Umgang mit komorbiden Suchtproblemen

Praxisempfehlungen_LangversionProblematischer Suchtmittelkonsum (riskanter Konsum, schädlicher Gebrauch und Abhängigkeit) macht vor somatischen und psychosomatischen Rehabilitationseinrichtungen nicht Halt. Er fällt dort aber eher selten auf, und es bestehen Unsicherheiten, wie damit umgegangen werden soll. Dabei bietet die Rehabilitation gute Voraussetzungen für die Diagnostik möglicher Suchtprobleme sowie für Beratung und ggf. Vorbereitung einer weiterführenden Behandlung. Konkrete Empfehlungen für das Vorgehen in der Praxis liegen nun vor. Sie beschreiben einen mehrstufigen Prozess für Screening und Diagnostik, der gut in die Klinikabläufe integriert werden kann, und zielen auch auf die Sensibilisierung der Mitarbeiter/innen ab.

Entwickelt wurden die Empfehlungen von einer multiprofessionellen Expertengruppe im Rahmen des Projektes „Praxisempfehlungen zum Umgang mit komorbiden Suchtproblemen in der somatischen und psychosomatischen Rehabilitation“ am Institut für Qualitätsmanagement und Sozialmedizin (AQMS) des Universitätsklinikums Freiburg. Das Projekt wurde von der Deutschen Rentenversicherung Bund in den Jahren 2014 bis 2015 gefördert und ist nun mit der Vorlage der Ergebnisse abgeschlossenen. Die Praxisempfehlungen liegen als Kurz- und Langfassung vor und werden durch einen Materialband ergänzt. Alle Dokumente stehen als PDF-Dateien auf der Homepage des AQMS (www.aqms.de > Praxisempfehlungen) zum Download bereit.

Die Praxisempfehlungen richten sich an alle Mitarbeiterinnen und Mitarbeiter in somatischen und psychosomatischen Rehabilitationseinrichtungen, die nicht auf Abhängigkeitserkrankungen spezialisiert sind, und sollen dazu beitragen, die Handlungssicherheit zu erhöhen. Dies steht auch im Einklang mit der aktuellen S3-Leitlinie „Screening, Diagnose und Behandlung alkoholbezogener Störungen“, die eine systematische Erhöhung des Problembewusstseins in allen Versorgungsbereichen, den Ausbau von Konsil- und Liasondiensten sowie die Intensivierung von Maßnahmen zur Früherkennung fordert.

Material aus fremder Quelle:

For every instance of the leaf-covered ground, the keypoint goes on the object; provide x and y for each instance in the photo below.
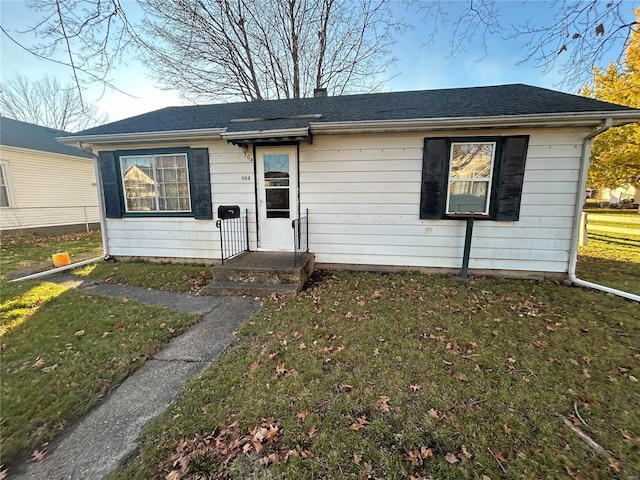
(408, 376)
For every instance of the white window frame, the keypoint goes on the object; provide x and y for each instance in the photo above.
(156, 197)
(488, 180)
(6, 174)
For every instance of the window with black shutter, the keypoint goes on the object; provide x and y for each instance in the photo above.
(157, 182)
(478, 177)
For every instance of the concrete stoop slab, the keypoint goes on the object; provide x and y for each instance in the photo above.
(261, 273)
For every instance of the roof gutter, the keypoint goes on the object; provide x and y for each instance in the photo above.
(284, 132)
(546, 119)
(102, 207)
(582, 183)
(59, 269)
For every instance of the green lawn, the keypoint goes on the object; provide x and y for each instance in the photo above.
(362, 375)
(413, 376)
(32, 252)
(62, 349)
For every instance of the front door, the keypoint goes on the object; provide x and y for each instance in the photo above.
(277, 178)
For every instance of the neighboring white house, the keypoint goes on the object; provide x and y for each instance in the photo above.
(44, 185)
(388, 179)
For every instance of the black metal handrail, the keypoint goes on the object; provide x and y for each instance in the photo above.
(300, 236)
(234, 235)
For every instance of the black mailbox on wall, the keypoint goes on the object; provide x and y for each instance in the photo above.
(228, 211)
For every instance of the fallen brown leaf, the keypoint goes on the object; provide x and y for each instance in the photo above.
(38, 455)
(50, 369)
(413, 456)
(38, 363)
(426, 452)
(383, 404)
(451, 458)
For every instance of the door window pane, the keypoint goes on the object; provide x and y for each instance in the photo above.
(276, 170)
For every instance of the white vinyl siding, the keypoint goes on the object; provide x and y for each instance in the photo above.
(186, 238)
(48, 189)
(363, 196)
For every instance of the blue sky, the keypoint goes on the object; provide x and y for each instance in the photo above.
(419, 66)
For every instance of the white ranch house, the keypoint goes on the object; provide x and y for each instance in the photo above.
(388, 180)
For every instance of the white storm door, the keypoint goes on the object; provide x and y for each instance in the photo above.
(277, 179)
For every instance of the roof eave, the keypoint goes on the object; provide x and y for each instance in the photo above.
(588, 119)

Die Praxisempfehlungen beziehen sich auf alle stoffgebundenen Suchtprobleme (Alkohol, Medikamente und illegale Drogen) mit Ausnahme von Tabak. Sie wurden in mehreren Schritten entwickelt. Neben einer umfassenden, systematischen Recherche nach relevanten Übersichtsarbeiten und Leitlinien wurden bundesweit stationäre Reha-Einrichtungen aller Indikationsbereiche (mit Ausnahme von Fachkliniken für Abhängigkeitserkrankungen) zur gegenwärtigen Praxis ihres Umgangs mit dem Thema befragt. Auf Basis dieser Ergebnisse wurde im Rahmen eines Expertenworkshops eine Konsultationsfassung der Praxisempfehlungen formuliert, die schließlich mit der Bitte um Kommentierung an die ärztlichen Leitungen von stationären und ambulanten Reha-Einrichtungen (mit Ausnahme von Fachkliniken für Abhängigkeitserkrankungen und reinen Kinder- und Jugendlicheneinrichtungen) verschickt wurde. Außerdem wurde im Rahmen von Fokusgruppen mit Rehabilitanden über zentrale Aspekte der Praxisempfehlungen diskutiert. Die Anmerkungen und Kommentare wurden ausgewertet und bei der abschließenden Konsentierung der Praxisempfehlungen durch die Experten berücksichtigt.

Bibliografische Angabe:
Schlöffel, M., Mittag, O., Funke, W., Pollmann, H., Köhler, J., Blahs, A., Buschmann, H., Konitzer, M., Mariolakou, A., Muschalla, B., Orlicek, M., Peter-Höhner, S., Rösler, N., Rumpf, H.-J., Sarrazin, D., Schneider, W., Schöneck, D., Widera, T., Wiehn, T. & Worringen, U. (2016). Praxisempfehlungen zum Umgang mit komorbiden Suchtproblemen in der somatischen und psychosomatischen Rehabilitation (Langfassung bzw. Kurzfassung).